NealSun96 commented on a change in pull request #1422:
URL: https://github.com/apache/helix/pull/1422#discussion_r500469673



##########
File path: 
helix-core/src/main/java/org/apache/helix/task/AbstractTaskDispatcher.java
##########
@@ -122,30 +122,37 @@ public void updatePreviousAssignedTasksStatus(
       Set<Integer> donePartitions = new TreeSet<>();
       for (int pId : pSet) {
         final String pName = pName(jobResource, pId);
-        TaskPartitionState currState = 
updateJobContextAndGetTaskCurrentState(currStateOutput,
+        TaskPartitionState currState = getTaskCurrentState(currStateOutput,
             jobResource, pId, pName, instance, jobCtx, jobTgtState);
 
-        if (!instance.equals(jobCtx.getAssignedParticipant(pId))) {
-          LOG.warn(
-              "Instance {} does not match the assigned participant for pId {} 
in the job context. Skipping task scheduling.",
-              instance, pId);
-          continue;
-        }
-
         // Check for pending state transitions on this (partition, instance). 
If there is a pending
         // state transition, we prioritize this pending state transition and 
set the assignment from
         // this pending state transition, essentially "waiting" until this 
pending message clears
+        // If there is a pending message, we should not continue to update the 
context because from
+        // controller prospective, state transition has not been completed yet 
if pending message
+        // still existed.
+        // If context gets updated here, controller might remove the job from 
RunTimeJobDAG which
+        // can cause the task's CurrentState not being removed when there is a 
pending message for
+        // that task.
         Message pendingMessage =
             currStateOutput.getPendingMessage(jobResource, new 
Partition(pName), instance);
-        if (pendingMessage != null && 
!pendingMessage.getToState().equals(currState.name())) {

Review comment:
       Thanks for explaining.
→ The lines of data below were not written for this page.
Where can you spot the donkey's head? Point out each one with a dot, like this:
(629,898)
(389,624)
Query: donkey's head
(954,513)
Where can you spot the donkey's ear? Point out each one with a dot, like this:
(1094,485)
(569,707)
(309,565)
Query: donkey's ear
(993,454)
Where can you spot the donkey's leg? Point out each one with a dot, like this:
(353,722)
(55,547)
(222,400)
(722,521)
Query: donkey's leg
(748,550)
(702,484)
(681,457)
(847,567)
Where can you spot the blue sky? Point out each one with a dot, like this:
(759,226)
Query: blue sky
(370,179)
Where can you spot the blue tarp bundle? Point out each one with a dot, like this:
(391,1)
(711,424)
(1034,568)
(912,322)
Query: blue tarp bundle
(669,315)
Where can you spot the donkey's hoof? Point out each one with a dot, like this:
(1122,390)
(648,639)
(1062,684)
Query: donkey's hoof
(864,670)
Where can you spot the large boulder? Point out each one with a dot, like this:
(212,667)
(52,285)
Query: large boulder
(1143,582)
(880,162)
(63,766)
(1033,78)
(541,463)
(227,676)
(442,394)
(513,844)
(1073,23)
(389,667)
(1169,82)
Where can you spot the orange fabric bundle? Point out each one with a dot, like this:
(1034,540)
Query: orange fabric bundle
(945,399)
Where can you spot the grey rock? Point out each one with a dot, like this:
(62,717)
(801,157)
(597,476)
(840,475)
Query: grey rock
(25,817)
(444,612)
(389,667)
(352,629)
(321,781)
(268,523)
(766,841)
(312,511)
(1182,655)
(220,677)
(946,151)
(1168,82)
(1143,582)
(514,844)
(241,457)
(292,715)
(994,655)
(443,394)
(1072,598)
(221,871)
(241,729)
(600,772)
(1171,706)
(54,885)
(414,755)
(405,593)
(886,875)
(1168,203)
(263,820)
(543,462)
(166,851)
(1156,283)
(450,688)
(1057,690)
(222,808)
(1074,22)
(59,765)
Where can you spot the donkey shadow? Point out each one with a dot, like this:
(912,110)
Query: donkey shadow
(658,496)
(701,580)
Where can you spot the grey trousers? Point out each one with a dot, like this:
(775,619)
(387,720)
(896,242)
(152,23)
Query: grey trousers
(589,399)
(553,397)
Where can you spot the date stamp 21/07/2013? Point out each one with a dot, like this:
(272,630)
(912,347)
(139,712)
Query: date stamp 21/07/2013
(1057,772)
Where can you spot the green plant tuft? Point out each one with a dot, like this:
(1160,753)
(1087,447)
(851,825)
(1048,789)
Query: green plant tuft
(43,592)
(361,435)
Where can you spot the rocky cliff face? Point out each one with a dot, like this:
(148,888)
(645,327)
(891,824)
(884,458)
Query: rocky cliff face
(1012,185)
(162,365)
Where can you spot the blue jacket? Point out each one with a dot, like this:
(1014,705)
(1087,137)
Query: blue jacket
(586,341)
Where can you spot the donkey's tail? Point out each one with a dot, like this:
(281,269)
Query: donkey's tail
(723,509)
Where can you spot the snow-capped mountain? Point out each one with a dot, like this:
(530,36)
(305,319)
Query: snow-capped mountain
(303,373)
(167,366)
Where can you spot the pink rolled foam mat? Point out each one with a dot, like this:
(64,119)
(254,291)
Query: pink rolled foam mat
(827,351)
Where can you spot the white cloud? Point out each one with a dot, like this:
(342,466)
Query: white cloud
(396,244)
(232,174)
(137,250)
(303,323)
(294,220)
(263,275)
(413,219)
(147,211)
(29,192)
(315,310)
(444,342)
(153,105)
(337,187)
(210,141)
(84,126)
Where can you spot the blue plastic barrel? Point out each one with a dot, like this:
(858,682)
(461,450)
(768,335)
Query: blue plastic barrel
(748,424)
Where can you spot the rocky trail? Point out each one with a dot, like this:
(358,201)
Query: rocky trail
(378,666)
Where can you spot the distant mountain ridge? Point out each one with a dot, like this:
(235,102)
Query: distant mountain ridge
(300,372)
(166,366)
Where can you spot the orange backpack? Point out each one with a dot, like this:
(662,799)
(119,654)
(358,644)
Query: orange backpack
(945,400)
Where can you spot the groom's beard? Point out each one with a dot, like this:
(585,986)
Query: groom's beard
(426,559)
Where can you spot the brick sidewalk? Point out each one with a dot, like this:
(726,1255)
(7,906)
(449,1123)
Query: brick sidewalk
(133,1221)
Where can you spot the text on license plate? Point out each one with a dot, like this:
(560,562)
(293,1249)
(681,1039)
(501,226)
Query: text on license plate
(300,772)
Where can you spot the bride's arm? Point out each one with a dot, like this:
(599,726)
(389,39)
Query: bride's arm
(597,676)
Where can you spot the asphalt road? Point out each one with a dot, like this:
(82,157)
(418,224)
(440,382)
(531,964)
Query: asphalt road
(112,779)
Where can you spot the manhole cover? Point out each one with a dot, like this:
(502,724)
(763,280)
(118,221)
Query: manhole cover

So it looks to be a problem with 2 parts:
   1. Job context is updated while there are pending messages. This can cause 
jobs to be removed since it's marked as completed. If DROPPED message isn't 
correctly sent here, then the DROPPED message will never be sent because the 
job is deleted;
   2. Current state gets updated but pending messages aren't removed (async 
problem). In that case, the old if statement would not catch the problem and 
will proceed as if the message doesn't exist. 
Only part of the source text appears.